For much of human history, white has been a symbol of purity. It was worn by priestesses in ancient Egypt and Rome and the Pope has worn white since 1566. It is also worn by pilgrims in Islam and in the Shinto religion of Japan.
However, when it comes to white trousers in popular culture, there is a departure from its original associations. Stylish lotharios: Mick Jagger, Gunter Sachs, David Hemmings, and Jacques Dutronc, who all donned the garment with real panache have steered the trouser into a division of hedonism and romance. Today, it is still best to take white trouser inspiration from Monticello, Corsica, the home of Dutronc, rather than Mykonos.

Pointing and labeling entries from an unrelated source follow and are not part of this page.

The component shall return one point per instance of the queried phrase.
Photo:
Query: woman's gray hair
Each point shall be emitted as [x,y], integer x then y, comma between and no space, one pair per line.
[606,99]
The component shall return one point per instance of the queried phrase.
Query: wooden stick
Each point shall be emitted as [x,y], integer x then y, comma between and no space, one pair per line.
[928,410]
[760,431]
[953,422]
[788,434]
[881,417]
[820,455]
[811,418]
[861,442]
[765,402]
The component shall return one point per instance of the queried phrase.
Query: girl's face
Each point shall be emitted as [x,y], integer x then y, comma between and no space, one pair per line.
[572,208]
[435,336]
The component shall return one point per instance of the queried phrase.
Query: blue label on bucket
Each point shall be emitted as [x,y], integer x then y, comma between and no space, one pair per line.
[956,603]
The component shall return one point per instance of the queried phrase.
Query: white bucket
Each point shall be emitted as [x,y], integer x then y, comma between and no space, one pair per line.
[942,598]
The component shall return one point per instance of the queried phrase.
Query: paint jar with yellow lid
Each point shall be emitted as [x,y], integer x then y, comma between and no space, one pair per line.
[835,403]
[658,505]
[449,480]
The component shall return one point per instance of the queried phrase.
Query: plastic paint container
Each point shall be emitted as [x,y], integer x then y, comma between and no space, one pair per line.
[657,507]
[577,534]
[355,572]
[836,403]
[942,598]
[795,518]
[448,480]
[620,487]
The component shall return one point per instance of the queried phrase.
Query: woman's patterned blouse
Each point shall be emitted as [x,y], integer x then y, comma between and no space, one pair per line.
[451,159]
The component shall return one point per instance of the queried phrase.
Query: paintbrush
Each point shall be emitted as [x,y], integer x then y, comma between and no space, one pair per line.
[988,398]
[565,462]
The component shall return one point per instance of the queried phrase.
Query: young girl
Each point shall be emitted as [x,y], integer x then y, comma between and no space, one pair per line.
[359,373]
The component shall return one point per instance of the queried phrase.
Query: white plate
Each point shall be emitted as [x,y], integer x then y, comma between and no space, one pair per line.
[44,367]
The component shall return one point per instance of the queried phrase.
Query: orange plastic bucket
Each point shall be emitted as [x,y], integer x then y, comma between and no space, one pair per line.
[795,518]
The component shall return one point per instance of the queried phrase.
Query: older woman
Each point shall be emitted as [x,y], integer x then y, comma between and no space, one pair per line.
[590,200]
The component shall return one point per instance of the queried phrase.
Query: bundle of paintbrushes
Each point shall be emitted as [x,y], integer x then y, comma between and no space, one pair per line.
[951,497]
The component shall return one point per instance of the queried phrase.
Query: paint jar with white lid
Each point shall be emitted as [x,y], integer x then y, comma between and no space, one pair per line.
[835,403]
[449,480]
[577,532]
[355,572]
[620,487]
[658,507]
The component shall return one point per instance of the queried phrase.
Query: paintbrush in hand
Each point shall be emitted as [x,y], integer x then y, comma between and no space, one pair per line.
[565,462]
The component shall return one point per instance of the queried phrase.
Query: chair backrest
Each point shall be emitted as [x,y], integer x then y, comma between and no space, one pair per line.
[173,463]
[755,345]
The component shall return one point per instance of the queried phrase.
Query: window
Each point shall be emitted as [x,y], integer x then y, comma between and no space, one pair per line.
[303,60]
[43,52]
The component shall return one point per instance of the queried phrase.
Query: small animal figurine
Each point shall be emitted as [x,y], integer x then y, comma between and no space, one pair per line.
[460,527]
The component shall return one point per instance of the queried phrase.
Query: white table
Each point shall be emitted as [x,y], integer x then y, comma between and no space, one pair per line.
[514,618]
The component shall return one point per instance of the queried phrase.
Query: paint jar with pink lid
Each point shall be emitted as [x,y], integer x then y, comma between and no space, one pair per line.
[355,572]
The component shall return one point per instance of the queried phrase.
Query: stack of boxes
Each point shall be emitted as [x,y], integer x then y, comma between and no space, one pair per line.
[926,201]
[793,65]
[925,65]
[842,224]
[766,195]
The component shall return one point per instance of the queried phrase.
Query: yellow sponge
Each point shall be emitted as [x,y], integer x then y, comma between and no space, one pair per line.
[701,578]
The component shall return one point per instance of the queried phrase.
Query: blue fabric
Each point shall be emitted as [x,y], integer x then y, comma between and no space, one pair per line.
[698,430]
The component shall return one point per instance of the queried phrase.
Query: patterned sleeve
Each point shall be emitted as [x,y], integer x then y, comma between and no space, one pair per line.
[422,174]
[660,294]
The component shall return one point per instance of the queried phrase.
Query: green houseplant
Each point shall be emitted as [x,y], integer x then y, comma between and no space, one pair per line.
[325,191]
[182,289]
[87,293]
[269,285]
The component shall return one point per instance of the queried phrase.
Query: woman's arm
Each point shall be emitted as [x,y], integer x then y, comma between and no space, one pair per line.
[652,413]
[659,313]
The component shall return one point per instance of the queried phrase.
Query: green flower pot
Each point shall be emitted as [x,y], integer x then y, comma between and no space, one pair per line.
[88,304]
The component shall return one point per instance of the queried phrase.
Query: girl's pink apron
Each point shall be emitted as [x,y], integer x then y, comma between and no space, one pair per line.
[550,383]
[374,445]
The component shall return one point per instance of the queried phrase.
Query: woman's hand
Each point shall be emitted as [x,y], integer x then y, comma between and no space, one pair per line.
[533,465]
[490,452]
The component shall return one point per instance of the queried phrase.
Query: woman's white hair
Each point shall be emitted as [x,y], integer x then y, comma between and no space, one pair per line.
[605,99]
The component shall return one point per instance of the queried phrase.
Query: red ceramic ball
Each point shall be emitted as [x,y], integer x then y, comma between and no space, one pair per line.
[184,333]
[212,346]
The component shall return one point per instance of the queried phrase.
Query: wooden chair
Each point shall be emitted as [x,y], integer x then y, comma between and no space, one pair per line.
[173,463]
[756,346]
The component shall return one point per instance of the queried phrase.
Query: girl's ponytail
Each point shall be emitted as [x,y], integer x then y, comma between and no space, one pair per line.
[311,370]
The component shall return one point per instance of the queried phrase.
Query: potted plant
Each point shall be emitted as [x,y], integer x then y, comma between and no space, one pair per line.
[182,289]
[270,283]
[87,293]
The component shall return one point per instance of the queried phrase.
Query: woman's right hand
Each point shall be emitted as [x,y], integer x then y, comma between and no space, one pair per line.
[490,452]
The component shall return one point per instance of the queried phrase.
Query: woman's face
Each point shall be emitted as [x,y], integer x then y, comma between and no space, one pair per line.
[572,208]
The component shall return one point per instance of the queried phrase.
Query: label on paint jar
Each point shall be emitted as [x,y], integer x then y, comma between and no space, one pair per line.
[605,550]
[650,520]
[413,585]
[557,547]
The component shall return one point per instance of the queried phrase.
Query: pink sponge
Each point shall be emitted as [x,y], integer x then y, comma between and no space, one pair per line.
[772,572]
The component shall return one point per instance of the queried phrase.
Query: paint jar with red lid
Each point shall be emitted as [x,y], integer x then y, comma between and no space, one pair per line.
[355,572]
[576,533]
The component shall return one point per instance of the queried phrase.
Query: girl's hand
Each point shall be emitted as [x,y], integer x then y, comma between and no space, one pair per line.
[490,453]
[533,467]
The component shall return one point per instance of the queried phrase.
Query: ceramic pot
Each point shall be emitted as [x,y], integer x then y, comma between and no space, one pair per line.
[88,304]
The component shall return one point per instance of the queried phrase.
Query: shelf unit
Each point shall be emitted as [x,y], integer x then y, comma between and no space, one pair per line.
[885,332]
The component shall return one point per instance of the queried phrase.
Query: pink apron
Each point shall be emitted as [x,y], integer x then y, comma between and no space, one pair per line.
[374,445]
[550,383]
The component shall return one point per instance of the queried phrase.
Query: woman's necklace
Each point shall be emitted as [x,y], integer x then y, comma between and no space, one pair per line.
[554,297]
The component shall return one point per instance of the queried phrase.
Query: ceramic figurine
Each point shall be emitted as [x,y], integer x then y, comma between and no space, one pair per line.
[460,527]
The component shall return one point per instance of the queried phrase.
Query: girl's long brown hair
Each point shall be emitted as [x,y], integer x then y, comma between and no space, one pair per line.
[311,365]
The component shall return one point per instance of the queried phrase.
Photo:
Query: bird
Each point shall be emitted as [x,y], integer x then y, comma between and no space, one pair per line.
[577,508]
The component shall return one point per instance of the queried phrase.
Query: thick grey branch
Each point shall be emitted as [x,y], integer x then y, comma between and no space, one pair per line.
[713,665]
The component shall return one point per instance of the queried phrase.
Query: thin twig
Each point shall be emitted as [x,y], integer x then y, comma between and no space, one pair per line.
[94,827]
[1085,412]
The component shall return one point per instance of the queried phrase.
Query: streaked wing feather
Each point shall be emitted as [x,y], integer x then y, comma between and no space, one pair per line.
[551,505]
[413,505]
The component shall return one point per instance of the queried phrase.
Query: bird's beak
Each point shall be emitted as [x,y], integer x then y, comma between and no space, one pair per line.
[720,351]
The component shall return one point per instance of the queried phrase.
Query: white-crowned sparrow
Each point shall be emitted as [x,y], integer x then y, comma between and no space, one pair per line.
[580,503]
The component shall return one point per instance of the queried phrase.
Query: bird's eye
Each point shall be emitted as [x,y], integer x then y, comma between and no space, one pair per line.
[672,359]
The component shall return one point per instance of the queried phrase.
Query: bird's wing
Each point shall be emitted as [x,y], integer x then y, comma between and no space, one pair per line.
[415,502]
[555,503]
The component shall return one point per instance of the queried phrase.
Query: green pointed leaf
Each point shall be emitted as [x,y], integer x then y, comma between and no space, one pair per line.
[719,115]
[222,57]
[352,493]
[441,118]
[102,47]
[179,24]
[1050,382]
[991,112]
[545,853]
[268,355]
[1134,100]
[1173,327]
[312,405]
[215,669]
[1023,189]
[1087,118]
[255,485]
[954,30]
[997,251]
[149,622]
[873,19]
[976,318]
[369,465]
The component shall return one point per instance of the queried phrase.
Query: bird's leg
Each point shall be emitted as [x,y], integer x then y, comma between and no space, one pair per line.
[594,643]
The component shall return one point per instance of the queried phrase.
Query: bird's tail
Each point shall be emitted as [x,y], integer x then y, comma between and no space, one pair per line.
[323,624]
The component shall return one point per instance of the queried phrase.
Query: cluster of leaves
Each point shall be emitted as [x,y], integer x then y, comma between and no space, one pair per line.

American writer Mark Twain pointed out that “the fear of criticism might prevent (a man) from indulging his fancy” and wearing white tailoring. This needn’t be the case if you adhere to a few simple guidelines, but at the same time don’t let the follies of youth immure the Byronesque romanticism that the white trouser is capable of. It’s always imperative you get the fit right. Try to avoid bulky types and instead opt for those that are more slim cut through the leg. Tapered they can be, but don’t elect designs that hug the ankle too tightly as it loses the trousers’ grace and fluidity. Even a subtle flare shouldn’t be discounted if paired with the correct footwear.